The co-existing psychiatric symptoms in the AUDS patients could naturally contributed to the results. Coexistent anxiety may be linked with right frontal EEG dysfunction in depression [
40]. John et al [
31] have found power asymmetry, with more power in the right side in all or almost all bands to be a common feature of psychotic patients independent of whether the psychosis were due to schizophrenia, depression or alcohol as well as medication status. Half of the AUDS population was co-diagnosed with psychosis; hence this state may have contributed to the elevated asymmetry numbers. Although the nosological status of AUDS patients presently is not clear, our results also suggest that presence of co-morbidity should be paid even more attention to in future EEG-studies in depression.
Other explanations for EEG-slowing should also be considered. First, substance use may affect EEG. Slow EEG activity after an alcohol-related seizure has been observed [
41,
42], but in the present material, alcohol use was similar between groups. Moreover, EEG recorded 8–10 days after admittance, (free from any pre-hospital medication influence) confirmed our main results. Second, antiepileptic drugs, like phenytoin and carbamazepine are known to cause EEG slowing [
43] or QEEG slowing [
44]. We had a possible medication bias in our material caused by the use of antiepileptic drugs used as psychiatric stabilizing agents in the study group. Treatment was necessary for ethical reasons. However, the group without antiepileptic medication alone had significantly more delta activity than the controls even though our subgroup analyses were not powered to detect such differences. The results are therefore most likely not produced by the drug administration.

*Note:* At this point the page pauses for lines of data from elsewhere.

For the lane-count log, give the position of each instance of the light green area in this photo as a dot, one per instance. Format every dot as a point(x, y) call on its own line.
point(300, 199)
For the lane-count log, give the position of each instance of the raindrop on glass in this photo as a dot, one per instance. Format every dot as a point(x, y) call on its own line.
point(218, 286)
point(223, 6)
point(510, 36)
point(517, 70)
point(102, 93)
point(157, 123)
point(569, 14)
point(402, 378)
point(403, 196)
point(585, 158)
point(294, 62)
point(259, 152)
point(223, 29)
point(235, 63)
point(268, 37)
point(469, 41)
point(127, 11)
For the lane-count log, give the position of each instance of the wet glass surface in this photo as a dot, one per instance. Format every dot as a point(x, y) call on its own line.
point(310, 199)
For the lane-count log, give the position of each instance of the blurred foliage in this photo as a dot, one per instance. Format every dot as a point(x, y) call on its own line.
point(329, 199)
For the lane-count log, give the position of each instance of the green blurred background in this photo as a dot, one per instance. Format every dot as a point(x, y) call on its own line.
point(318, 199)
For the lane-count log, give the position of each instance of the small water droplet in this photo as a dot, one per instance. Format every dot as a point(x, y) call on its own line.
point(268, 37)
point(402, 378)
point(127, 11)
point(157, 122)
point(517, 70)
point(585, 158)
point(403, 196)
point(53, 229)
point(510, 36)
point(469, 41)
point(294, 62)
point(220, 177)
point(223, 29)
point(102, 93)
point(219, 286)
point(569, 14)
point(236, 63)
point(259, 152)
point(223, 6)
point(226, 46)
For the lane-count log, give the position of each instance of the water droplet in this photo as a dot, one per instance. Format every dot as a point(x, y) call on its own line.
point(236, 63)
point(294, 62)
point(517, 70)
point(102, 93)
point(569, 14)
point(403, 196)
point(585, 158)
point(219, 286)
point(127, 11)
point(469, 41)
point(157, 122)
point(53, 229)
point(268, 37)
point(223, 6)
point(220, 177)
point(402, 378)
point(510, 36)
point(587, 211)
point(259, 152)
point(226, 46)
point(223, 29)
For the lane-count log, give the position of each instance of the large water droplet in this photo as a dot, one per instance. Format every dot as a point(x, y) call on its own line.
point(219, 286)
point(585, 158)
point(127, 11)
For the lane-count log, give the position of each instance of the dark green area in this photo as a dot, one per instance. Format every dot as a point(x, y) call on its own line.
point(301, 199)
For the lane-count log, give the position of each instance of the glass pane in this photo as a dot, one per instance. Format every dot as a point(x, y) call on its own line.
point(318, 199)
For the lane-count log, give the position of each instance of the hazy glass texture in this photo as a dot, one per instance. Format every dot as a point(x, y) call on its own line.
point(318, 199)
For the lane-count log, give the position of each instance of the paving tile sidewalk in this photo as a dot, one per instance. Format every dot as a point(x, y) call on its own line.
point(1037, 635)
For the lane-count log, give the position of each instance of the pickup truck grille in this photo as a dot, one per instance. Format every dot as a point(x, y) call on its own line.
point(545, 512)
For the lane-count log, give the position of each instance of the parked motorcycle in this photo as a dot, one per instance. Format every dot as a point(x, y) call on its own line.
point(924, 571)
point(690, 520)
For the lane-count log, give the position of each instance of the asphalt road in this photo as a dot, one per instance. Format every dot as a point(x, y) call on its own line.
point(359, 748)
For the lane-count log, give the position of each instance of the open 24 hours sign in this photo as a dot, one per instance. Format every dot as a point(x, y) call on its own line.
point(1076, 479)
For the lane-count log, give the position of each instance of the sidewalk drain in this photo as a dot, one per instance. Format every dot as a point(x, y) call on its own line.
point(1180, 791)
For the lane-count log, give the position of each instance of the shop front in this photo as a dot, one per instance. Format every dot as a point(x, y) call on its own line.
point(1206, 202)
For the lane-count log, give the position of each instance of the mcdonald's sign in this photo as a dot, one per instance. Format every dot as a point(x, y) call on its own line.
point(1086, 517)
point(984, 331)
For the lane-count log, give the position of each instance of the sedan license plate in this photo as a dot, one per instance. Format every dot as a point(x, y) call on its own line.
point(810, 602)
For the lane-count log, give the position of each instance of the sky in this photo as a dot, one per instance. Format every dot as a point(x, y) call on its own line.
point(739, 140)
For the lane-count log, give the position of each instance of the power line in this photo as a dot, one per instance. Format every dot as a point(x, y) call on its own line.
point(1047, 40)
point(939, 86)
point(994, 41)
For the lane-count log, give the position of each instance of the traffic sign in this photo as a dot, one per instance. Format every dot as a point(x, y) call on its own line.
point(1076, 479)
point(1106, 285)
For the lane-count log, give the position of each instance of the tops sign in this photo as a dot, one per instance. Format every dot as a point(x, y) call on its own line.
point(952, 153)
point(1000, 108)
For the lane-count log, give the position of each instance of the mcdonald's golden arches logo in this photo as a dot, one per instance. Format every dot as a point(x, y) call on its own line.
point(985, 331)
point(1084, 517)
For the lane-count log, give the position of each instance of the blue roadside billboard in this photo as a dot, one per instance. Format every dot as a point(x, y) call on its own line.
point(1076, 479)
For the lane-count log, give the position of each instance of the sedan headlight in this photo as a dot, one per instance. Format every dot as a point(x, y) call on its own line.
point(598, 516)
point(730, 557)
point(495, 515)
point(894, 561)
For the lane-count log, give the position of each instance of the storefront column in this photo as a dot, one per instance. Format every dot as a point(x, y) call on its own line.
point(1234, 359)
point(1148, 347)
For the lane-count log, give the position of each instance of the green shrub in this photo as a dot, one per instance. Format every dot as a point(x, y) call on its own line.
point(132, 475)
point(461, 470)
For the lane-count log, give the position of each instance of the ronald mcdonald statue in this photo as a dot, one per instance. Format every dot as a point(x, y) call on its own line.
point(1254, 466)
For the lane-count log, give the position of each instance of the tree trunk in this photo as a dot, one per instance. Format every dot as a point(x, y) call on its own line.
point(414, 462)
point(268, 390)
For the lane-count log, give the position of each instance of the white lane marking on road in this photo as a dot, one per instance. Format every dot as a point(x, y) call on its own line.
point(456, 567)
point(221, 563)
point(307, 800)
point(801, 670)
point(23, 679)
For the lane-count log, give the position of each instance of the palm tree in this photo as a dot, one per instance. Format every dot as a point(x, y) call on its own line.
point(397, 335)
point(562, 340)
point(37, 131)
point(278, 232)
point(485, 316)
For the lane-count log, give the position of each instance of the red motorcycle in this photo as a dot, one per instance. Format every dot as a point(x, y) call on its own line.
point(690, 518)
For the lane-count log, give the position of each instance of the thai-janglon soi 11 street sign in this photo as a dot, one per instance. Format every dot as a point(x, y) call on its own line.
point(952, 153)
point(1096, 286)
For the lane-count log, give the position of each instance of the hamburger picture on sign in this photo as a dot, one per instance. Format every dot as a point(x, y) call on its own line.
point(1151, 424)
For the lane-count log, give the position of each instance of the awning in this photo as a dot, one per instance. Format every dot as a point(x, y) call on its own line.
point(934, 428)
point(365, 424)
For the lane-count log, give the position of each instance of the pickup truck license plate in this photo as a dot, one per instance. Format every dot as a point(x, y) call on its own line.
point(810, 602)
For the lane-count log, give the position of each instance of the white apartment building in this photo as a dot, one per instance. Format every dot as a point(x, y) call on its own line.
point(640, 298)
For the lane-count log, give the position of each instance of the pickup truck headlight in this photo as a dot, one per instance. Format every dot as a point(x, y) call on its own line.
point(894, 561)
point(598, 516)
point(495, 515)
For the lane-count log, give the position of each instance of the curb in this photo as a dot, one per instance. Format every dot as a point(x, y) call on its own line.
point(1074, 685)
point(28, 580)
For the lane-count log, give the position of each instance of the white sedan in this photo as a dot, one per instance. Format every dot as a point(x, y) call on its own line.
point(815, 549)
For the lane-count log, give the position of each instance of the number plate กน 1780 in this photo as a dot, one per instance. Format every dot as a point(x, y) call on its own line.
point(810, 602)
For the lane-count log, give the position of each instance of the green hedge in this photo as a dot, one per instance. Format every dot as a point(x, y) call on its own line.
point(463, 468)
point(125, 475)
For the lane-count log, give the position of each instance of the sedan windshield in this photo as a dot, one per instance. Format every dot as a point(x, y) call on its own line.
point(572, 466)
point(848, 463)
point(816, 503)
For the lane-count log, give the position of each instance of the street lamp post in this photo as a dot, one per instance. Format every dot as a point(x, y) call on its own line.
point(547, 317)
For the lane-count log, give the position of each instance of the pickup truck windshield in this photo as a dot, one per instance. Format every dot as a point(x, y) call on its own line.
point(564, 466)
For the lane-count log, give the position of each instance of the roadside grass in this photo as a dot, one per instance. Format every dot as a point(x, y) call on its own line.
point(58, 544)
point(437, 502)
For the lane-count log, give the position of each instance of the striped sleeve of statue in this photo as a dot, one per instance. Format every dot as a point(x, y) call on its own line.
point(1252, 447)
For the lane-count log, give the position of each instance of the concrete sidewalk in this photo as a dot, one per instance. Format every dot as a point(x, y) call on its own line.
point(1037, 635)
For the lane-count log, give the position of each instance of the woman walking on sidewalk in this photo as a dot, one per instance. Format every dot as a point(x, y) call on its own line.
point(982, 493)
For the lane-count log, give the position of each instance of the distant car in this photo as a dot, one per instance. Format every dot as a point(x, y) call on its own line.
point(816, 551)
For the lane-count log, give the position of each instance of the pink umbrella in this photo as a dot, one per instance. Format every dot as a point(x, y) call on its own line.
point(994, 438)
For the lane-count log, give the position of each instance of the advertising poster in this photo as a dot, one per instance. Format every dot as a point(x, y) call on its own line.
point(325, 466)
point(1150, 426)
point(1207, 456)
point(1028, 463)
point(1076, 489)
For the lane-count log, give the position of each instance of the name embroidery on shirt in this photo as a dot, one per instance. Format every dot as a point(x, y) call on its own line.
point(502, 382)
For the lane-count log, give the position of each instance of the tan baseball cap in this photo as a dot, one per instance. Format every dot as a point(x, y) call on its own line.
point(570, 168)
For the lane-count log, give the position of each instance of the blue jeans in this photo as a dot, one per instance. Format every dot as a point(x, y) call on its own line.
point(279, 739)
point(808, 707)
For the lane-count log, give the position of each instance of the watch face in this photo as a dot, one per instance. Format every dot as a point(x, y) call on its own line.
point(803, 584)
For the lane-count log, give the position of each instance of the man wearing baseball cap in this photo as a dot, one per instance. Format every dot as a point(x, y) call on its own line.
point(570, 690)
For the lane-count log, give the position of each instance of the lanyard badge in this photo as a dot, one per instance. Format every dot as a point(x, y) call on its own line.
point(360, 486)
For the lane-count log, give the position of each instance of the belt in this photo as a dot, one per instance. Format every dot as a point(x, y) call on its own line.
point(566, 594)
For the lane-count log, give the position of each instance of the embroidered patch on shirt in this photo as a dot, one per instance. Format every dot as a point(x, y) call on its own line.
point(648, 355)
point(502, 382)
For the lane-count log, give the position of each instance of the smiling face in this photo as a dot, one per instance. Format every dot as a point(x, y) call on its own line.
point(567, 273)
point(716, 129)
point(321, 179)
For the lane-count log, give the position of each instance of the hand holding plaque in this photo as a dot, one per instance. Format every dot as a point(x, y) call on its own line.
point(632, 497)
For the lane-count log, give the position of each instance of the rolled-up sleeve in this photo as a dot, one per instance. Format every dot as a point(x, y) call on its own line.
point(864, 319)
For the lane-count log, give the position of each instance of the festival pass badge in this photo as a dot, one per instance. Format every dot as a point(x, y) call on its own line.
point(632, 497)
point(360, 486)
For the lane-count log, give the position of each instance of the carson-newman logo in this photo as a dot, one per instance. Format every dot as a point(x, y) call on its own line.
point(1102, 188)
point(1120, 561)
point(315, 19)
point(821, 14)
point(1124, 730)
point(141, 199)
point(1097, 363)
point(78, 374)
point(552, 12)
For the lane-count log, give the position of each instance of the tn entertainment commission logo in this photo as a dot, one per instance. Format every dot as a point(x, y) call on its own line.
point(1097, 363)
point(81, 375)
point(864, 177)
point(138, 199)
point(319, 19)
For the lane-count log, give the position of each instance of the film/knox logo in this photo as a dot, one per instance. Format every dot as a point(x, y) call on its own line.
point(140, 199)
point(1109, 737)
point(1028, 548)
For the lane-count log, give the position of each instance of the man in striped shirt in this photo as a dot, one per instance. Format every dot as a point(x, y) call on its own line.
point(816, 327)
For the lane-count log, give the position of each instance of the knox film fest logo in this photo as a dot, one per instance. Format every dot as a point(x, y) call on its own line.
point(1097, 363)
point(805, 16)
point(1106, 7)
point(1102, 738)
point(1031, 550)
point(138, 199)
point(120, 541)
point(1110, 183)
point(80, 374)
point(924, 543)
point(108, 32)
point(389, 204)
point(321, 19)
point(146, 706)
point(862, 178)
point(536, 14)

The limited number of patients renders our results vulnerable to type II errors. We emphasize that independent confirmation is needed. It might be argued that pre-hospital circumstances are hard to control, and it is uncertain if a high sensitivity and specificity of QEEG can be achieved in a clinical setting. However, this study aimed at investigating patients "as they are" in a realistic acute psychiatric setting because the diagnostic challenge arises here, not in a controlled environment. We have used a well-matched control group admitted under equal circumstances as these "real life patients". EEG is nevertheless useful for the diagnostic process in acute psychiatric settings [
10] e.g. for evaluation of disorders like epilepsy, dementia and encephalopathy. With the development of large, commercially available QEEG databases, some QEEG techniques may grow towards clinical utility [
13].
Competing interests
Dr Morken received a travel grant from Astra Zeneca, but none of the authors have any financial interests or other potential conflicts of interest.
Authors' contributions
AEV, GB, GM and OML conceived, designed and coordinated the study, examined and included the patients and helped to draft the manuscript. TS planned and supervised the EEG procedures and interpreted the EEGs. BMN did the MATLAB programming. MHB and TS extracted the data, performed the statistical analyses and drafted the manuscript. All authors read and approved of the final manuscript.